The great scheme of the post office: Investing in the post office can prove to be a safe and profitable investment. There are savings schemes in the post office with maturity from 1 year to 15 years. If you have a long-term investment horizon, then you should invest in Public Provident Fund (PPF). The maturity of this scheme is 15 years, while interest is also getting better on it as compared to FD or RD.
Maturity is 15 years
The interest on Public Provident Fund (PPF) is 7.1 percent per annum compounding. The maturity of this scheme is 15 years, but it can be extended for another 5 to 5 years even after maturity. If you do not need the funds at the maturity of 15 years, then you can carry it forward. This will give you more benefits from compounding. The maximum amount that can be deposited in this scheme is 1.50 lakh annually. Instead of depositing 1.50 lakh in a year, you can also take the option of depositing Rs 12500 every month. You can also take advantage of tax exemption from the PPF account under 80C of the Income Tax Act. The interest and maturity income earned in this is also tax-free.
PPF calculator: 18 lakh interest on 22.5 lakh deposits
Maturity: 15 years
Monthly investment: Rs 12,500 in
1-year Investment: Rs 1.50 lakh
Total investment in 15 years: Rs 22.50 lakh per
annum Interest rate: 7.1 percent
Maturity amount: Rs 40.70 lakh
Interest benefit: Rs 18.20 lakh
The scheme can be extended even after maturity
The advantage of PPF is that even after maturity, this scheme can be extended for 5 years. Based on the current interest rates, if you want to make a corpus of 1 crore from this scheme, then it will have to be extended for 2 times 5 years after maturity.
This is how a fund of 1.5 crores will be made
You can invest a maximum of Rs 1.50 lakh in a PPF account in a year. Suppose, you invest Rs 12,500 every month in a PPF account. After maturity in 15 years, you can extend your PPF account in blocks of 5-5 years. In such a situation, after 30 years, the entire fund of your PPF account will be more than 1.5 crores (1,54,50,911). In this, your investment will be 45 lakhs and interest income will be around Rs 1.09 crores.
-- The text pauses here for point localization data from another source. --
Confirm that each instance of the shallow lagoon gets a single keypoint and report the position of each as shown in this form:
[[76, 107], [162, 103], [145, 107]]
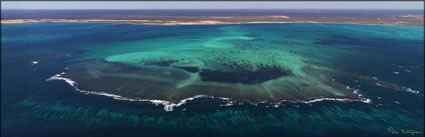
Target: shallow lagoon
[[380, 63]]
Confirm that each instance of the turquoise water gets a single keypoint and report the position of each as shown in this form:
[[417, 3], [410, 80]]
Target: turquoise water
[[256, 66]]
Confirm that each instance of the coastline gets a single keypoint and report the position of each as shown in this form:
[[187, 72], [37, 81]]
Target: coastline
[[198, 22]]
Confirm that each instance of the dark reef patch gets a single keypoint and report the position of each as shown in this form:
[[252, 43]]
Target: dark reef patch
[[245, 76], [188, 68], [163, 63], [370, 42]]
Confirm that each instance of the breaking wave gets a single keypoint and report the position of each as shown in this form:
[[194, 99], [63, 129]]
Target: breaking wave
[[168, 106]]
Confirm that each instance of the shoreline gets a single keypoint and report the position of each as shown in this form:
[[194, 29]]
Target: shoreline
[[199, 22]]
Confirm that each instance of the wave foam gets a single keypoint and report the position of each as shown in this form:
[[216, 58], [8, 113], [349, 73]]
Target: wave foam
[[168, 106]]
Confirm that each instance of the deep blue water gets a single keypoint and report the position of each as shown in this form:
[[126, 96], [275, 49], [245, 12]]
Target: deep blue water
[[32, 106]]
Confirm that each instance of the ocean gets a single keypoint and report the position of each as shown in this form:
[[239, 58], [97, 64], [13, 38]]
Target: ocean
[[381, 63]]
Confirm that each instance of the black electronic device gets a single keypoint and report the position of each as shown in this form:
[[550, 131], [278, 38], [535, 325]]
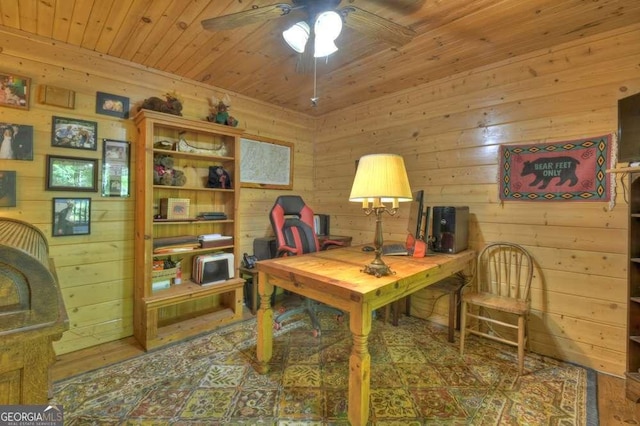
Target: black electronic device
[[450, 229], [249, 261], [322, 224], [265, 248], [629, 129], [416, 212], [212, 268]]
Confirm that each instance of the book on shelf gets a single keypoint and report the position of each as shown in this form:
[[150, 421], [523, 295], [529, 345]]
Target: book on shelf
[[212, 216], [215, 240], [174, 241]]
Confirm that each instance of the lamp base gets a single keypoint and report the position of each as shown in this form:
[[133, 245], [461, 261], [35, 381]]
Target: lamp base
[[377, 270]]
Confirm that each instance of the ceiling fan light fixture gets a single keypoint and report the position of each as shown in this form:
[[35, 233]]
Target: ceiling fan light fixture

You can start investing in 25 years
Let us tell you that the sooner you start investing in this government scheme, the more it benefits. Suppose you are 25 years old and you invest 1.5 lakh rupees annually in PPF, then at the age of 55, that is, about 5 years before retirement, you can become a millionaire.
How is interest calculated on PPF?
Interest is calculated every month on PPF, but it is credited to the account at the end of the financial year. That is, whatever interest you earn every month is put into your PPF account on March 31. However, there is no fixed date for when to deposit money in the PPF account. You can deposit money in PPF monthly, quarterly, half-yearly, and annually.